At the chic hotel, during seminars and mixer events, Vera’s oddball energy gets her admiringly noticed by Julien (David Fukamachi Regnfors) the odiously self-regarding workshop guru. But for André, Vera 2.0 is an increasingly perplexing proposition, wrongfooting him during their joint presentations and behaving erratically in social situations where he is trying his painfully sincere best to fit in. Cue some of the most deliciously torturous scenes as André, whose mounting panic is perfectly underplayed by a terrific Nordrum, attempts to compensate for his girlfriend’s more lunatic excesses. One particular sequence, where he ingratiates himself into a dinner with the investors while perched on a chair that’s too high, is as wincingly accurate a portrait of failing to read the room as you could hope to witness.

That the script, co-written by De Geer and Mads Stegger, shifts focus from Vera to André might be an issue if both actors weren’t so in concert, even when showing the schism that Vera’s epiphany opens up between them. August never softens Vera’s swerve into unpredictability; at times she is almost monstrous in her disregard for the humiliations she’s casually visiting on her hapless partner. But she also retreats — often literally — into the background as the reactions and motivations of an increasingly befuddled André come to the fore. This allows De Geer to open up inquiries into modern masculinity, as André, complacent in his allyship credentials as the frontman of a feminist startup, eventually does an unforgivable thing to save face.

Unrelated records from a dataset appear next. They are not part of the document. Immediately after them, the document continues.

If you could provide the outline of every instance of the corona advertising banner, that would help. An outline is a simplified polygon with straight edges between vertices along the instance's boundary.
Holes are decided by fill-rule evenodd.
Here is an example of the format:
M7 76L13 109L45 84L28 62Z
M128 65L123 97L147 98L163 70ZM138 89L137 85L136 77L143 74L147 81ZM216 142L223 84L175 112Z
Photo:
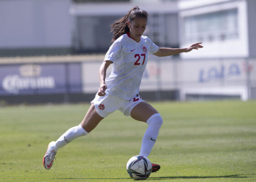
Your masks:
M0 95L81 92L80 63L0 67Z

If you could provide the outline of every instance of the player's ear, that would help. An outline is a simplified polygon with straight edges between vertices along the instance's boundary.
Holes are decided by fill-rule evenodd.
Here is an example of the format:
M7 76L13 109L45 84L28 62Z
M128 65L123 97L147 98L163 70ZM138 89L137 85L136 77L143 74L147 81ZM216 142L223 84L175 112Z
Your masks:
M131 25L130 24L130 21L127 21L127 26L128 26L128 28L131 28Z

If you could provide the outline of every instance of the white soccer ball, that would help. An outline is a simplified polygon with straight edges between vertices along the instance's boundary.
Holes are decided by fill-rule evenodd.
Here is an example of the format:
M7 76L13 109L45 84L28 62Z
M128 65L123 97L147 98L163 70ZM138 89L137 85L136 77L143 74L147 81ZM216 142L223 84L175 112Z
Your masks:
M152 172L152 164L147 157L135 156L131 158L126 165L127 172L135 180L147 179Z

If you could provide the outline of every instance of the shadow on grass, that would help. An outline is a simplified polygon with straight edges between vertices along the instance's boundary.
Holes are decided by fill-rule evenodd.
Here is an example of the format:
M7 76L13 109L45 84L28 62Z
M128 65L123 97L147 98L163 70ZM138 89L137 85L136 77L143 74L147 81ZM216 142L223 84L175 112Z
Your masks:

The film also addresses the nature of millennial virtue-signalling, especially during one hilariously passive-aggressive exchange between André and another participant that boils down to oneupmanship over the relative importance of women’s rights versus climate change.

Meantime, Vera won’t stop miming imaginary chihuahuas and helping herself to wine glasses full of milk from the hotel bar, before finally showing up in a whole new persona. There are definite shades of Maren Ade’s peerless “Toni Erdmann” here: It, too, features a character whose reckless disregard for social norms causes deep stress to a straitlaced loved one. But unlike that touchpoint, De Geer’s film never suggests that Vera is doing any of this for André’s own good. Hers is a selfish voyage of discovery and for the most part André is churned up in its wake, along with his values and his sense of himself.

Right up to its finale — with perhaps the sweetest scene of deliberately exposed micturition in recent memory — “The Hypnosis” is acidly clever as it zeroes in on a key relationship quandary in our age of mandatory therapeutic self-revelation: To love someone is surely to want to help them become the truest version of themselves. But what if that version turns out to be a bit of an asshole?